Using this scheme, the diffs between the branches will stay fairly constant for changes in the base branch, since the change will be propagated to all dependent branches.
Alternative Strategy: Tags ✘
If you want to be able to fix previous ”versions“, then simply recording the history and tagging interesting states is not a viable option. We might start with a history like this:
a1--a2--b1--c1--c2 branch master
↑ ↑ ↑
tag a tag b tag c
We could branch to create a fix
branch where we commit the fix commit a3
:
a3 branch fix
/
a1--a2--b1--c1--c2 branch master
↑ ↑ ↑
tag a tag b tag c
We could then rebase the master
branch onto fix
:
a3--b1'--c1'--c2' branch master
/
a1--a2--b1--c1--c2
↑ ↑ ↑
tag a tag b tag c
Unfortunately, the tags refer to their original commits and were not updated.
Alternative Strategy: Multiple folders with git remote
✔
Then, there’s the possibility of simply storing each iteration in a separate directory. This is actually the most user-friendly option since it does not require git knowledge to access a specific state, but this makes it more difficult to properly track changes. One possibility to use git would be to have a separate git repository in each iteration folder. Each iteration would then mark the previous iteration’s repository as the upstream repository. After each change, you would git pull
the changes for each dependent repo.
While this is the most difficult to set up, this is likely to be the best and most intuitive solution for all participants.

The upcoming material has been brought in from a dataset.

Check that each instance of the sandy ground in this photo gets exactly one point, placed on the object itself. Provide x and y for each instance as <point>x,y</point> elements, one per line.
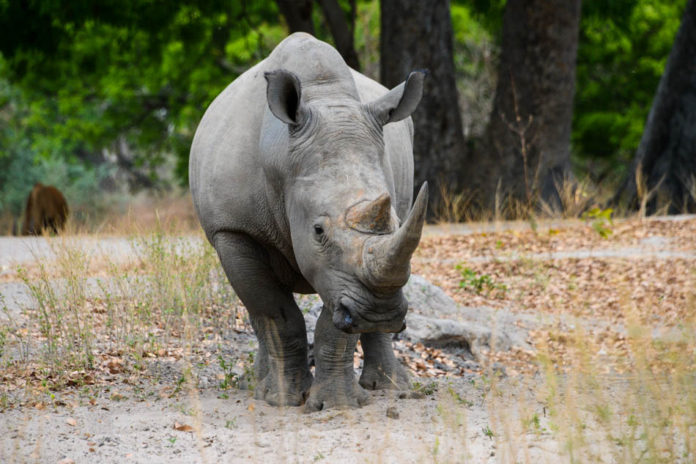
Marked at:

Here is some code to set up an example project using this strategy:
#!/bin/sh
# create the three iterations a, b, c:
mkdir a b c
# fill each repository and set up upstream repos
cd a
git init
git commit --allow-empty -m 'a1'
git commit --allow-empty -m 'a2'
cd ../b
git clone --branch master ../a .
git commit --allow-empty -m 'b1'
cd ../c
git clone --branch master ../b .
git commit --allow-empty -m 'c1'
git commit --allow-empty -m 'c2'
cd ..
Now we create a commit a3
:
cd a
git commit --allow-empty -m 'a3'
cd ..
To update the other repos, we simply issue a git pull
:
cd b
git pull # enter message for merge commit
cd ../c
git pull # enter message for merge commit
cd ..
After I ran those commands, the resulting log in c
looked like
* d8943fb c3
|
| * c670d4f b2
| |
| | * f2ae31e a3
* | | e362453 c2
* | | 6e2a2d7 c1
|/ /
* | c78583c b1
|/
* 3c377e4 a2
* 098f321 a1
This strategy ends up being functionally equivalent to propagating the changes via merging, but might be a bit easier to use – especially for newbies working through your tutorial if they downloaded the code as a zip archive. On the other hand, this makes it more difficult to distribute the complete tutorial as a git repo, since everything is distributed across multiple linked repos. If this is important, the equivalent ordinary merging described at the top is more likely to be better.
0